The POPI Act (POPIA) has been enacted to safeguard and ensure data privacy. Regulations have been created to ensure data is not misused and that the necessary security protocols are in place to ensure privacy and protection. South African organizations should manage data responsibly when collecting, processing, storing and sharing, and POPIA outlines the implications should this not occur.

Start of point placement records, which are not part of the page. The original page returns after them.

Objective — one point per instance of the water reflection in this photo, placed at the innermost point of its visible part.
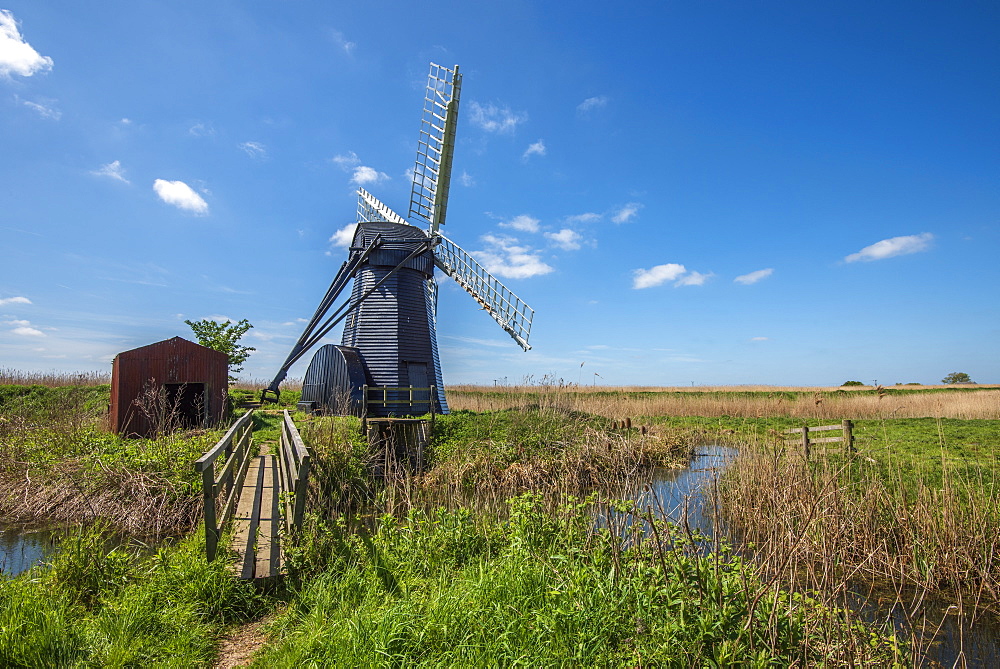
(21, 549)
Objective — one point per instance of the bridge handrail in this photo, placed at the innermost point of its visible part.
(235, 444)
(295, 462)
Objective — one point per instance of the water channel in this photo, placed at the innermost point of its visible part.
(683, 496)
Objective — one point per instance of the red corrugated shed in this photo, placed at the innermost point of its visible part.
(174, 383)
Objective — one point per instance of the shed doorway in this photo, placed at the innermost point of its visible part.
(188, 404)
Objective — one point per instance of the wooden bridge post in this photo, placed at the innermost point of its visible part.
(848, 427)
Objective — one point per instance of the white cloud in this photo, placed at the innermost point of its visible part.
(655, 276)
(493, 118)
(364, 175)
(504, 257)
(626, 213)
(535, 149)
(754, 277)
(589, 217)
(113, 170)
(201, 130)
(342, 238)
(254, 149)
(340, 41)
(895, 246)
(694, 279)
(566, 239)
(180, 195)
(16, 55)
(347, 160)
(42, 110)
(524, 223)
(14, 300)
(592, 103)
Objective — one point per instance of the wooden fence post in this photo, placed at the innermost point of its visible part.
(848, 427)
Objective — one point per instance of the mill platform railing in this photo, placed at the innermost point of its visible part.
(260, 493)
(806, 441)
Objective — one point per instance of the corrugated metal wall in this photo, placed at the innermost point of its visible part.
(334, 378)
(173, 361)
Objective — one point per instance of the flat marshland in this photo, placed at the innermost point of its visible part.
(508, 546)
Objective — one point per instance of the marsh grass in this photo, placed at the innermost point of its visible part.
(981, 402)
(547, 588)
(58, 463)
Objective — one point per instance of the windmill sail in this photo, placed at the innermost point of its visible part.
(436, 147)
(506, 308)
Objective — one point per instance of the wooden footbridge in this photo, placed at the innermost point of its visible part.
(253, 495)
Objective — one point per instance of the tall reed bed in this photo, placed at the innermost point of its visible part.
(818, 403)
(897, 526)
(550, 588)
(53, 379)
(58, 463)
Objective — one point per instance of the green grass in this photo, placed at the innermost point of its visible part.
(547, 589)
(121, 608)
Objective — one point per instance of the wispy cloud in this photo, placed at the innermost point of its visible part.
(201, 130)
(589, 217)
(506, 257)
(524, 223)
(566, 239)
(364, 175)
(660, 274)
(693, 278)
(343, 237)
(361, 174)
(344, 44)
(495, 118)
(16, 55)
(112, 170)
(42, 110)
(626, 213)
(254, 149)
(895, 246)
(180, 195)
(24, 329)
(754, 277)
(592, 103)
(535, 149)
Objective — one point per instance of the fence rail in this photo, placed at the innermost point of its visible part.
(847, 436)
(294, 472)
(227, 481)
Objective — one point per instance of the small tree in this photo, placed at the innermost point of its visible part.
(224, 337)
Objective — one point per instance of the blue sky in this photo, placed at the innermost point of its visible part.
(687, 193)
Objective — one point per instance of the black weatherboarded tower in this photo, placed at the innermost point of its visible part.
(390, 338)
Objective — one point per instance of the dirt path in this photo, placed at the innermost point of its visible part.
(237, 647)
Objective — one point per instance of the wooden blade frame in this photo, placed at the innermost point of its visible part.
(436, 148)
(506, 308)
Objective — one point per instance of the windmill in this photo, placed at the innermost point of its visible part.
(389, 337)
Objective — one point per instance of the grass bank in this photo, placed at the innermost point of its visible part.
(121, 608)
(548, 588)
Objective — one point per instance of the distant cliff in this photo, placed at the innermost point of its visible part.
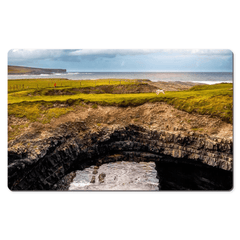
(29, 70)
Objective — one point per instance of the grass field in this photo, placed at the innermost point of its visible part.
(214, 100)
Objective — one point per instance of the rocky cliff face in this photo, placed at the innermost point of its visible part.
(38, 161)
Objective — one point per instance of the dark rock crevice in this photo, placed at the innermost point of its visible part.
(71, 147)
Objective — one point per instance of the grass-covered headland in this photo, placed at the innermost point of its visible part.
(36, 99)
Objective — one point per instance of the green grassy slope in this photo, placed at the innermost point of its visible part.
(214, 100)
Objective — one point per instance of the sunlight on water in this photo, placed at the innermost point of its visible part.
(209, 78)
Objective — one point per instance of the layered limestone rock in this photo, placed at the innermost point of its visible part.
(38, 161)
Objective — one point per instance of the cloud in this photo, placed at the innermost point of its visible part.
(91, 54)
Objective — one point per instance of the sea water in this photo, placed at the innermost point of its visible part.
(201, 77)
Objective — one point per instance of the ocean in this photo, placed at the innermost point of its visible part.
(201, 77)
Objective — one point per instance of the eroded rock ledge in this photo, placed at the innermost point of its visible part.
(38, 161)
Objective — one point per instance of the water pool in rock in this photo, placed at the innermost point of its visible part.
(117, 176)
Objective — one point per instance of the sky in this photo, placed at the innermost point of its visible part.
(124, 60)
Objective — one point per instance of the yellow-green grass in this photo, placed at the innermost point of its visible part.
(215, 100)
(27, 84)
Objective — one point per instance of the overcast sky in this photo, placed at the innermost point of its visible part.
(124, 60)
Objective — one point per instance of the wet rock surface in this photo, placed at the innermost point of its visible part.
(118, 176)
(39, 161)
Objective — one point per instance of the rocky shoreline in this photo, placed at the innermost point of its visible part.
(37, 161)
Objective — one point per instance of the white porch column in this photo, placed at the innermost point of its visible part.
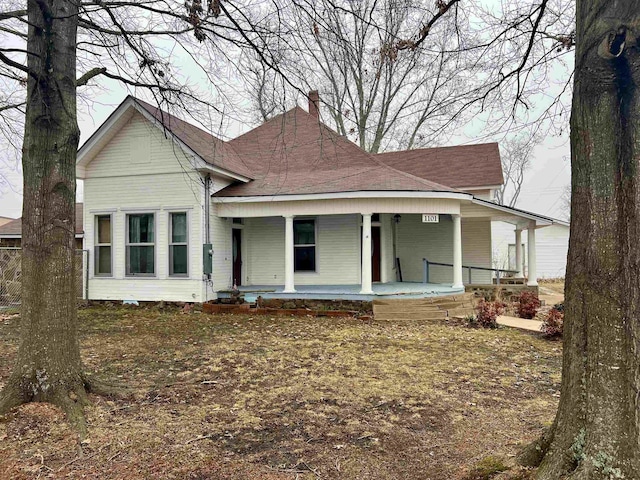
(531, 249)
(289, 286)
(366, 255)
(520, 273)
(457, 252)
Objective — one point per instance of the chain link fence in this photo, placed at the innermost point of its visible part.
(11, 278)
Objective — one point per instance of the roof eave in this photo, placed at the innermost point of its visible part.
(541, 220)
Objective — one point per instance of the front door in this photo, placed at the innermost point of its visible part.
(375, 254)
(237, 256)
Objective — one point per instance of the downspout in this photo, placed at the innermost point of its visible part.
(207, 205)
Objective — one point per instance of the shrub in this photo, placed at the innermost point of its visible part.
(471, 321)
(528, 304)
(487, 313)
(552, 325)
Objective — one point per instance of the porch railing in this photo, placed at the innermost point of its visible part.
(426, 267)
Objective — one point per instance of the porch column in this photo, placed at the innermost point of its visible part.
(531, 246)
(520, 273)
(457, 252)
(366, 255)
(289, 286)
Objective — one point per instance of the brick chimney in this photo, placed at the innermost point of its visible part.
(314, 103)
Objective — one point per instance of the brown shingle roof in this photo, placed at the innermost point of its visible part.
(211, 149)
(460, 167)
(15, 226)
(294, 153)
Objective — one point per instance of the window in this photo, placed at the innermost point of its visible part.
(178, 244)
(512, 257)
(141, 244)
(103, 245)
(304, 242)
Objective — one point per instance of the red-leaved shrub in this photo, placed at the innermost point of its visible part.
(528, 304)
(552, 325)
(488, 312)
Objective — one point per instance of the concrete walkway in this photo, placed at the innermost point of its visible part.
(532, 325)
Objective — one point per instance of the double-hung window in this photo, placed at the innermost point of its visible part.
(141, 244)
(304, 240)
(178, 244)
(103, 266)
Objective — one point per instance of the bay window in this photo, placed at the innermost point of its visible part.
(140, 244)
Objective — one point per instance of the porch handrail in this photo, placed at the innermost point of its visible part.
(426, 263)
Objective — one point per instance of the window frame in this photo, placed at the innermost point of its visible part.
(171, 243)
(97, 245)
(127, 244)
(314, 244)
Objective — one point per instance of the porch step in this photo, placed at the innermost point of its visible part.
(409, 316)
(461, 312)
(421, 309)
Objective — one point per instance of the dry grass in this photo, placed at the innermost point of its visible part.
(241, 397)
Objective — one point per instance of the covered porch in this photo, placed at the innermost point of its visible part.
(346, 292)
(314, 248)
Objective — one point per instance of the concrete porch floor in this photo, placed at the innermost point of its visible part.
(346, 292)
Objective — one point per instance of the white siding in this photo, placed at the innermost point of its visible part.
(552, 245)
(337, 251)
(434, 241)
(121, 180)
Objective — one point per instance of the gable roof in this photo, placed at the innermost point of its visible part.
(463, 166)
(208, 149)
(211, 149)
(13, 229)
(294, 153)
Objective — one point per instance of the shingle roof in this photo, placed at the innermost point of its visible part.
(212, 150)
(294, 153)
(460, 166)
(14, 227)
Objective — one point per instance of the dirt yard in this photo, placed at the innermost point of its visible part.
(241, 397)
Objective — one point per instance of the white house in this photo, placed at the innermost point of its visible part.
(173, 213)
(552, 246)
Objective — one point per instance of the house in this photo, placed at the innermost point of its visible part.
(285, 210)
(11, 232)
(552, 246)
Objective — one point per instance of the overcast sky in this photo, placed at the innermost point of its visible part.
(541, 192)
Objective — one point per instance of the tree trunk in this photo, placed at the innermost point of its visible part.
(596, 434)
(48, 366)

Within POPIA, certain rights of protection are granted to third parties who share their personal information with companies or organisations. Some of these include:
- Consent as to when and how one chooses to share their information with third parties
- The accuracy of one’s information
- Immediate notification should one’s data be compromised
- The type of and extent of information one chooses to share
- Transparency on how a consumer’s data will be used
- Allowing one to have access to their own information
- The prevention of unauthorised people accessing one’s information; ensuring the privacy of one’s data
- How and where one’s information is stored
- The consequences for non-compliance
The fourth industrial revolution and a variety of new emerging technologies has led to the big data phenomenon and data becoming the most valuable possible commodity. Companies however, use and abuse data wherein they steal and share your data as they please.
Cambridge Analytica used people’s data to conduct trend analysis and determine which party people would vote for in the Trump Campaign and Brexit. POPIA has been created to aid data privacy as well as enforce regulations surrounding data privacy. Recently the SARB has initiated the intergovernmental fintech working group to aid and establish regulations on emerging technologies. POPIA will aid businesses and consumers to ensure the protection of their data and defer the misuse of data. POPIA also ensures that if a data breach were to occur, the effected parties are to be notified and can thereafter mend the damage that has been done. POPIA will ensure that those who before acted in terms of a thin line/grey area with people’s data, no longer do so.
With 4IR and the emergence of various new technologies, a race has initiated wherein companies must participate or be left behind. Companies such as AWS have expanded and are growing in the South African market. Ensuring data security and compliance will aid the trust companies need to progress and initiate cloud adoption.
Many customers are not particularly phased in data collection and protection. Many people happily hand out all of their data and share this online. That being said, those who are aware of the act will remain cautious in this regard as you can never be too sure. Yes, companies won’t misuse your data, but if hacked, an anonymous hacker will still misuse your data.
It is still early stages, however, compliance is necessary and companies will not want to be fined. Companies will adopt the regulations to ensure adherence as if they did not, they would not only have fines levied against them, but this would be detrimental for brand image.
Do I feel that regulators are well-equipped to hold companies accountable for data mishaps? Definitely, if they possess the necessary expertise to uncover these mishaps and who was involved. Hereafter the necessary legal procedures would take place.
Those who breach POPI will be liable to pay a fine or potentially face imprisonment, not exceeding R10 million and 10 years respectively. However, I think the implications for breaching POPIA are larger than that of the official consequences. Brand image will be tarnished and your company will no longer be trusted. If we look at Cambridge Analytica for example, their brand was destroyed by their use/misuse of people’s data. This also drastically negatively affected the Facebook brand.
The concept of POPIA is a necessity in modern times. Covid-19 has also led to a race for digitalization and as more people work from home and vulnerabilities differ, the enforcement of regulations could not be more needed. The fact of the matter however, is that hacking will still occur, people will still hide behind their devices and have anonymity and, therefore, focus can rather be put on those with actual criminal intent as opposed to businesses who comply to these necessary regulations.